Sometimes he would attempt to tell me things through the dull roar that my grandmother had created in an effort to enrich his life. It would begin as a repetitive mutter, and I would find the cadence of it and try to suss out the words. Is he singing? Is it a poem? Don’t. Forget. The. Mule. Is. Tied. Out. Back. Don’t. Forget. The. Mule….

“What mule? Winston, tell me about the mule.”

He would eventually make eye contact with me, and sometimes then things would click easier. I could make out more words. I wrote them down, and then feverishly searched online for the sequence when I got home. I was hoping to find any snippet that could give me a window into his brain. Was it a song he was remembering? Words his father had spoken to him? His mind was a labyrinth without an entrance or an exit, a poorly constructed puzzle with no answer.

Most of the time, he was muttering about worries that he had forgotten.

Things left undone.

Fields to plow.

Money to collect.

Other times he had mistaken me for a girl he had dated.
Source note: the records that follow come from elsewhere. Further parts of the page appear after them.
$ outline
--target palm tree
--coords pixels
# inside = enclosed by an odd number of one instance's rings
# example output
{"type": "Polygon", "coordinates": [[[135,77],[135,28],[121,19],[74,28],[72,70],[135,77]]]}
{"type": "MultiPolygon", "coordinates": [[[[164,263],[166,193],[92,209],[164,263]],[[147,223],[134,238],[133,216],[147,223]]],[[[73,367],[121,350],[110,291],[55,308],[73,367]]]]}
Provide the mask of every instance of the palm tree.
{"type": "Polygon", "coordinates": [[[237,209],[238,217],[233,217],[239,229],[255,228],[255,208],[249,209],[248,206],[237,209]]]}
It was really a grab bag in there. It was like you had unfolded hundreds of origami cranes and then tried to refold them into flowers. The creases were still there, the paper knew the correct direction to go, but the hand of man was redirecting it. Now it didn’t look like a crane or a flower, it looked like paper that you had ruined.
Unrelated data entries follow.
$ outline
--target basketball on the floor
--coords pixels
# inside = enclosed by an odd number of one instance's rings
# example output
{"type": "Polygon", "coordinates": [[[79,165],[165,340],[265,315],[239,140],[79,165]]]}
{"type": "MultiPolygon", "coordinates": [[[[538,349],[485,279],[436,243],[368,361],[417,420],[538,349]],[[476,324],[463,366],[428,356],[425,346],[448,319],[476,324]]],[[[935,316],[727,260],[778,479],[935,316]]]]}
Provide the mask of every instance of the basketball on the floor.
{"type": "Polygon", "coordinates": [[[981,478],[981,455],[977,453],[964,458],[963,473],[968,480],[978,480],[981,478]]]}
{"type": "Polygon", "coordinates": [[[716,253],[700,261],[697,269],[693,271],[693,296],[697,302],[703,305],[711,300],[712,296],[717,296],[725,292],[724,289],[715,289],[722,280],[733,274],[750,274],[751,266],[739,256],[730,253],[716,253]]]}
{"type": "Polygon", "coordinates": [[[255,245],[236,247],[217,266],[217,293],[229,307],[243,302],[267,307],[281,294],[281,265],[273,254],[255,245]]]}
Tim, I know that my brain is already unhealthy. This is why I’m scared.

“Hey, will you get me a bottle of water in the gas station?” I’ll ask my husband.

“Sure” he’ll say.

He will go to pump the gas, then open the door to grab his jacket.

“When you go in, would you mind getting me a water?”
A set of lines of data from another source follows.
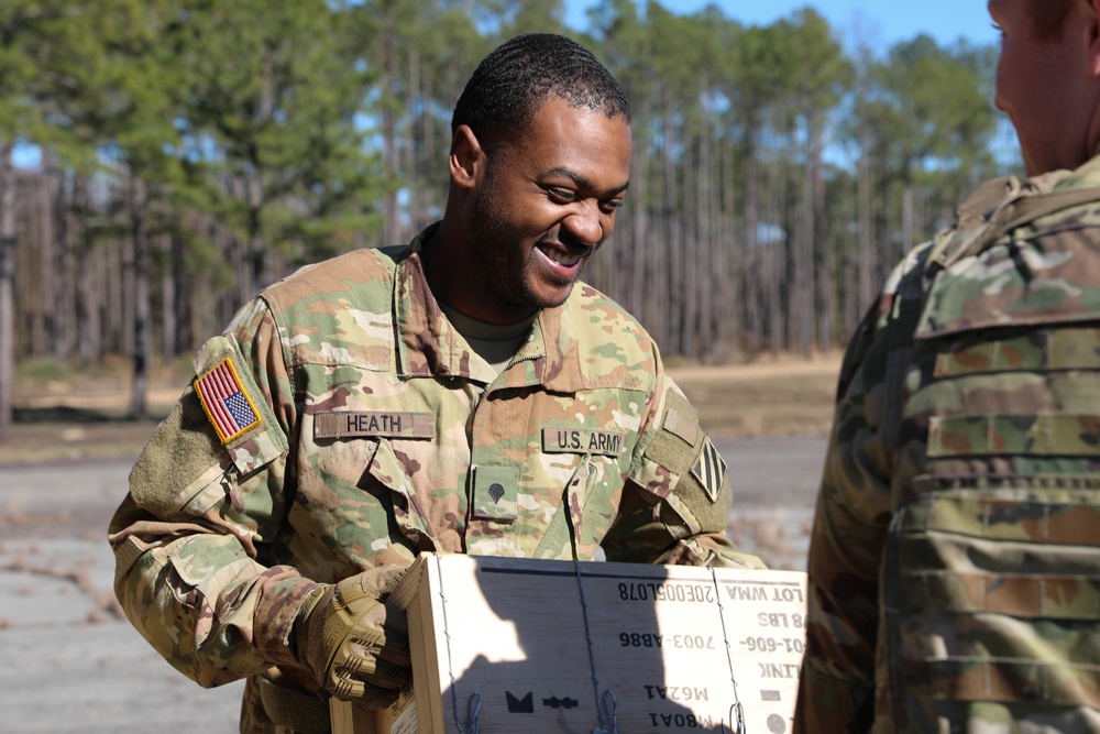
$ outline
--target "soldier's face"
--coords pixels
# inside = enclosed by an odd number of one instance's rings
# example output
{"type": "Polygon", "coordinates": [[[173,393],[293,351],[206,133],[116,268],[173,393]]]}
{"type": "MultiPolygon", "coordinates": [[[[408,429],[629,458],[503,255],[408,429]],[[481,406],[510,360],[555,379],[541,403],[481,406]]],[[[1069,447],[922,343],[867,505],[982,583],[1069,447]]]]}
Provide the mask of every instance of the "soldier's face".
{"type": "Polygon", "coordinates": [[[468,219],[471,267],[485,287],[479,318],[509,324],[562,304],[612,233],[630,179],[630,127],[551,98],[488,158],[468,219]]]}
{"type": "Polygon", "coordinates": [[[1076,168],[1096,152],[1100,139],[1097,107],[1100,85],[1092,70],[1089,23],[1082,4],[1072,3],[1060,34],[1038,39],[1028,13],[1031,0],[989,0],[1001,31],[997,65],[997,107],[1008,113],[1020,140],[1028,175],[1076,168]]]}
I have no idea I’m doing it.

He will hand me the bottle of water, and I will think “I’d like a bottle of water. Oh wait, here is a bottle of water.”

What. The. Fuck. Tim. Kinsella.

I do not know who will be taking care of me because I do not have children. I can’t imagine that the nurses at the state-run nursing home will go home and doggedly research the words that I’ve managed to force out.

“We are all all we’ve done, we are all all we’ve done…”

My words, Tim Kinsella, will be your words. It’s truly unfortunate that your words are usually nonsense. They might have imparted some kind of wisdom on my caretaker.

Inside my mind, I would have been singing along to the song that I’ve had on repeat for the past 2 hours. I’m 19 again, and I’ve assigned some kind of private meaning to “Oh Messy Life” and I’ve just been dumped by my emo-band boyfriend. My DiscMan has come with me to the claw-footed bathtub. I am soaking out the heartache and trying to kill it with decibels. You are singing directly to me, Tim, and somehow I feel worse which leads to feeling better. You can twist the knife better than I can.

It seems only fitting that you’re going to be the soundtrack to my dementia.

I feel like you should know, Tim Kinsella, that your words have been carved into my memory. The steady wrinkling of my brain will eventually hit an invisible zenith and begin declining into the steady unwrinkling of my brain. Your words will be there until the bitter end.